Page MenuHomePhabricator

Storage capacity & redundancy expansion (tracking)
Closed, ResolvedPublic

Description

Expand total available capacity and redundancy of labs storage (cross-DC)

Event Timeline

coren created this task.Dec 31 2014, 2:41 PM
coren raised the priority of this task from to Needs Triage.
coren updated the task description. (Show Details)
coren added a project: Cloud-Services.
coren added a subscriber: coren.
coren moved this task from Triage to Stalled on the Cloud-Services board.Feb 10 2015, 9:22 PM
coren renamed this task from Storage capacity & redundancy expansion to Storage capacity & redundancy expansion (tracking).Feb 10 2015, 9:25 PM
coren triaged this task as Normal priority.
coren set Security to None.
coren moved this task from Stalled to Tracking on the Cloud-Services board.
coren added a comment.Mar 2 2015, 7:40 PM

The new shelf has been added, and configured.
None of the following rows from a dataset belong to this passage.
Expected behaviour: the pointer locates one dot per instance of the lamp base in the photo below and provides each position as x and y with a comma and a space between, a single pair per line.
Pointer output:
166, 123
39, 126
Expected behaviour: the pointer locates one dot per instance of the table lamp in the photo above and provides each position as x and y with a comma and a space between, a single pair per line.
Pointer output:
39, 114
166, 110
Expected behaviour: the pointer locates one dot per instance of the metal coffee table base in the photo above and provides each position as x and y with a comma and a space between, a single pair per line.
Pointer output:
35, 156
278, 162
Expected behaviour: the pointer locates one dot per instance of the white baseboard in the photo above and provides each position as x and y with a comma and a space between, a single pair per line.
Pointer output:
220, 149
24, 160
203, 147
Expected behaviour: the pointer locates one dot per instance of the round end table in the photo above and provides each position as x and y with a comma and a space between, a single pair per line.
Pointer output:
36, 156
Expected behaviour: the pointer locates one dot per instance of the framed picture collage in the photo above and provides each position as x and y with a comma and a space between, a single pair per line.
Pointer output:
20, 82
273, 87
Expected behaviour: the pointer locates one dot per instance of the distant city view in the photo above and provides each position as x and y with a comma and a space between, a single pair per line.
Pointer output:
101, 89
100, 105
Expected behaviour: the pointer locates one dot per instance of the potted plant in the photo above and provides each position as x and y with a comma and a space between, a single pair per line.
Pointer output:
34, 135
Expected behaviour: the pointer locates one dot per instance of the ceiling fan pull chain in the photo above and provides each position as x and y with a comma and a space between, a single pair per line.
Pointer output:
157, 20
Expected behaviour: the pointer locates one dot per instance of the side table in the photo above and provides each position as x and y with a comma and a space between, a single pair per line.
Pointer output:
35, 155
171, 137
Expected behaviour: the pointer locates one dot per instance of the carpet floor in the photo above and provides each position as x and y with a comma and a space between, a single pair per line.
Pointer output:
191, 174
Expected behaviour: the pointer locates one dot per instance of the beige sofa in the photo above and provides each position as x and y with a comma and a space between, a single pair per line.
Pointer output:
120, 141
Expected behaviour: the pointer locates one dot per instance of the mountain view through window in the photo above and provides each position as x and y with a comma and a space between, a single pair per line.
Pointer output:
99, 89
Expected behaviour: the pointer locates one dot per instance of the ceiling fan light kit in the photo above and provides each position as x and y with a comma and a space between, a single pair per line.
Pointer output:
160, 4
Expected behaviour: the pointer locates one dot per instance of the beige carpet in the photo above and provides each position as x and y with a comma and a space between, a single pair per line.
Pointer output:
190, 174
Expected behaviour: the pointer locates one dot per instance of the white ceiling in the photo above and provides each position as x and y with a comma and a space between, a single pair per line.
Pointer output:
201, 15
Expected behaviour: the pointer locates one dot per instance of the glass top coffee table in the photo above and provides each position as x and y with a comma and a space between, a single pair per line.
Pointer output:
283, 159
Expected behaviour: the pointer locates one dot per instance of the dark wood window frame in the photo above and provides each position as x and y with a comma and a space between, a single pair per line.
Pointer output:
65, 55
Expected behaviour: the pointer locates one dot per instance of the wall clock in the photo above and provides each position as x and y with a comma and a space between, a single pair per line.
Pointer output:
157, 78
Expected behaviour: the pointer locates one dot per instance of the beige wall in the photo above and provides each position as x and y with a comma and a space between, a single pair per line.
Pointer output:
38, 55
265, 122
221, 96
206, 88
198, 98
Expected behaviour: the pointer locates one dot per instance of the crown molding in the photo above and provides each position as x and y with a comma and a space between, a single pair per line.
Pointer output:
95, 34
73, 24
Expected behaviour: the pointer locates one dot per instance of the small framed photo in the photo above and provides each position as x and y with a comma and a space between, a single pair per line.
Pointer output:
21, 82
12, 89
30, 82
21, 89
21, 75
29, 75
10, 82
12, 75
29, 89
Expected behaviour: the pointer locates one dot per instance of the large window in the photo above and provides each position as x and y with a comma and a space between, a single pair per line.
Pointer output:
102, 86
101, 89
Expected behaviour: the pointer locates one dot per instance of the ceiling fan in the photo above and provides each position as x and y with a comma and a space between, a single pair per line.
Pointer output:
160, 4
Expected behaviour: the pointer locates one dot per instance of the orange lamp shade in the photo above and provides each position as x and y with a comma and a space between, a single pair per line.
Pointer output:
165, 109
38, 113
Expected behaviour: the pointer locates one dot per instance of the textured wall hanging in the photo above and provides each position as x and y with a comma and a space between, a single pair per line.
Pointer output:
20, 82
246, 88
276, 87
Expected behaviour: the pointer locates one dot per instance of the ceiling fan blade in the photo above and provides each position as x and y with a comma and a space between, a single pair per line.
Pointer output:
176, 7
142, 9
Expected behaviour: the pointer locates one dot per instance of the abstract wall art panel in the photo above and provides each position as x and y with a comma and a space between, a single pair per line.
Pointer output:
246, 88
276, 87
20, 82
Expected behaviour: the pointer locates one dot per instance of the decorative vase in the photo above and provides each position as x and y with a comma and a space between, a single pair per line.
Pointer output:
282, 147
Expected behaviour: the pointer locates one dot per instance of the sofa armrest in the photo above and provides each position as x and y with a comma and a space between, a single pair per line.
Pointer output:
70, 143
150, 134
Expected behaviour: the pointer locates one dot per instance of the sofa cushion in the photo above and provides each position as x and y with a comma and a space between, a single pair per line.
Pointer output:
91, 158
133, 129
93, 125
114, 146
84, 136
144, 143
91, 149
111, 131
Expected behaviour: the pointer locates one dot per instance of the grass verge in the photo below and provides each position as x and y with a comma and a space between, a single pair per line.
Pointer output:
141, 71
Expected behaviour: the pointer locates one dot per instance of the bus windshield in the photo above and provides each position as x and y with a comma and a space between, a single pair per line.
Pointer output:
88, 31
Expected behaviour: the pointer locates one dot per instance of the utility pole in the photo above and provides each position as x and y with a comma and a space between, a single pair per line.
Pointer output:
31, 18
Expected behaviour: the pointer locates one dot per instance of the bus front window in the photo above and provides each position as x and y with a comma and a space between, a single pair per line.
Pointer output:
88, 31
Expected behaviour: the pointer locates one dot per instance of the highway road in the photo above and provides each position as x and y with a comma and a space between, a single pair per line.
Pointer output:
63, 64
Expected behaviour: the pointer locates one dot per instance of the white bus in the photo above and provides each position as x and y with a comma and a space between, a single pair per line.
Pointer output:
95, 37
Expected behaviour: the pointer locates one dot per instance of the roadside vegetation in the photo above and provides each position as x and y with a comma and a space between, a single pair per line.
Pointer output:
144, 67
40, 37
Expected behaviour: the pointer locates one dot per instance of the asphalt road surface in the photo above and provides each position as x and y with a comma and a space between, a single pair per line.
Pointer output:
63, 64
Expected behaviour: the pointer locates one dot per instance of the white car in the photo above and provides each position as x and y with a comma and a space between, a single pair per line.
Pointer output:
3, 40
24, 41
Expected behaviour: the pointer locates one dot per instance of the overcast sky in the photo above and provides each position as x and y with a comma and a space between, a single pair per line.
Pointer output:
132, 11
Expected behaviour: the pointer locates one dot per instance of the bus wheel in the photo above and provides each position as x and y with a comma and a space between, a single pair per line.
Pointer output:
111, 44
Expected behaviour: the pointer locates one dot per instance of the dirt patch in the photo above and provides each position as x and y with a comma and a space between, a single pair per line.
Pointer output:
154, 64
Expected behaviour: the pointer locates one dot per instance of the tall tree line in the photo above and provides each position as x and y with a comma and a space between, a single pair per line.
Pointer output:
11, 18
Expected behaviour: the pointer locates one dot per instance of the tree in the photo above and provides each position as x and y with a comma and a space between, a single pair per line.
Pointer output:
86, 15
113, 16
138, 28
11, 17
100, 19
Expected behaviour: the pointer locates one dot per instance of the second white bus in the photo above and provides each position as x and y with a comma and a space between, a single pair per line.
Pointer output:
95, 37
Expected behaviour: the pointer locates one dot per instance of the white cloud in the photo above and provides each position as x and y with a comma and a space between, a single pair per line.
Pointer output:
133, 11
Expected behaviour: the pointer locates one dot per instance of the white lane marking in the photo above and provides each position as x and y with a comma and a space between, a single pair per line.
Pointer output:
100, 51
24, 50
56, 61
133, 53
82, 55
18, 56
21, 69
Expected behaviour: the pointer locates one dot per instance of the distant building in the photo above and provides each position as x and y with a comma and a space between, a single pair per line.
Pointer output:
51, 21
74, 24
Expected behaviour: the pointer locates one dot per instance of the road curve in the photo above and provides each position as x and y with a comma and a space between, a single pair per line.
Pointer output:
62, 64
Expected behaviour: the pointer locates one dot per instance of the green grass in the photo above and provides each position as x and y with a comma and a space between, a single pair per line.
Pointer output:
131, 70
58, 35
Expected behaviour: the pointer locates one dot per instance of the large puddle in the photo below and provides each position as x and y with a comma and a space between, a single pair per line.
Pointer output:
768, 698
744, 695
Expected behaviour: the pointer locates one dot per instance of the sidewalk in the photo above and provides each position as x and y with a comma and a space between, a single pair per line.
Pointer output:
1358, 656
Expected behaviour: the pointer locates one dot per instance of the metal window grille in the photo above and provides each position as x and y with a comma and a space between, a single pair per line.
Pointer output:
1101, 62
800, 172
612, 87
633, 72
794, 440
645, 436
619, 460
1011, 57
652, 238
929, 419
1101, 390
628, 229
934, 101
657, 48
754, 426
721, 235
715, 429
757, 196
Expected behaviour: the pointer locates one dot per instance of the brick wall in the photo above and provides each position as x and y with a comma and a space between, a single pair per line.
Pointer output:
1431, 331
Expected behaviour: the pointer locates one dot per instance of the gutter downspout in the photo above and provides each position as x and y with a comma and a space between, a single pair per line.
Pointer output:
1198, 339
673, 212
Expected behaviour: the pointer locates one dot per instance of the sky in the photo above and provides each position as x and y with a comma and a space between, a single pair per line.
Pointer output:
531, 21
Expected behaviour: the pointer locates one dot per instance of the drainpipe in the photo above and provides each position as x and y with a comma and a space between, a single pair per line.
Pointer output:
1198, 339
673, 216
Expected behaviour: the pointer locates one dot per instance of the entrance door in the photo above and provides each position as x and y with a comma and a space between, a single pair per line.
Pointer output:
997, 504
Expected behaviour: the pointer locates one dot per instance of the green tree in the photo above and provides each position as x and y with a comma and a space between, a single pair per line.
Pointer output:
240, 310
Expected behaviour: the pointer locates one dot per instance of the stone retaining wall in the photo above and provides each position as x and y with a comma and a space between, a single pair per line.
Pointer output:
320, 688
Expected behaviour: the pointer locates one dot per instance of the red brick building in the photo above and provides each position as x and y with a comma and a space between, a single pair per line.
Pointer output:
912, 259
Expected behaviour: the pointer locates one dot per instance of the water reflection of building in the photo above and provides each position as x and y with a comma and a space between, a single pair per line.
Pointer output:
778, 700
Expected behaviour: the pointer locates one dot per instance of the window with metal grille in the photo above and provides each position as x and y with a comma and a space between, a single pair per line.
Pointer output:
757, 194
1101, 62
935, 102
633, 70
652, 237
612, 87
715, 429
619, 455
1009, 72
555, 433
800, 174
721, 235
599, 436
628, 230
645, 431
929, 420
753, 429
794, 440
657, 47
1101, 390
Actual expansion is pending on thin volumes, which itself requires a backport of a recent version of lvm2 (which is nearly complete) - Precise has no working thin volume support.

(Upgrading labstore1001 [to Jessie] has been considered, but given the long downtime and the recent outages we decided against hitting the users again so soon)

coren added a subscriber: faidon.Mar 5 2015, 2:20 PM

Hardware happy in place and visible to the OS.

After another discussion with @faidon that concluded:
<Coren> paravoid: So you think it's better to Jessie up 1002 and switch to that instead?
<paravoid> I think so, yes

That plan involves a (brief) downtime for the switchover, less than 10 minutes, but is futureproof.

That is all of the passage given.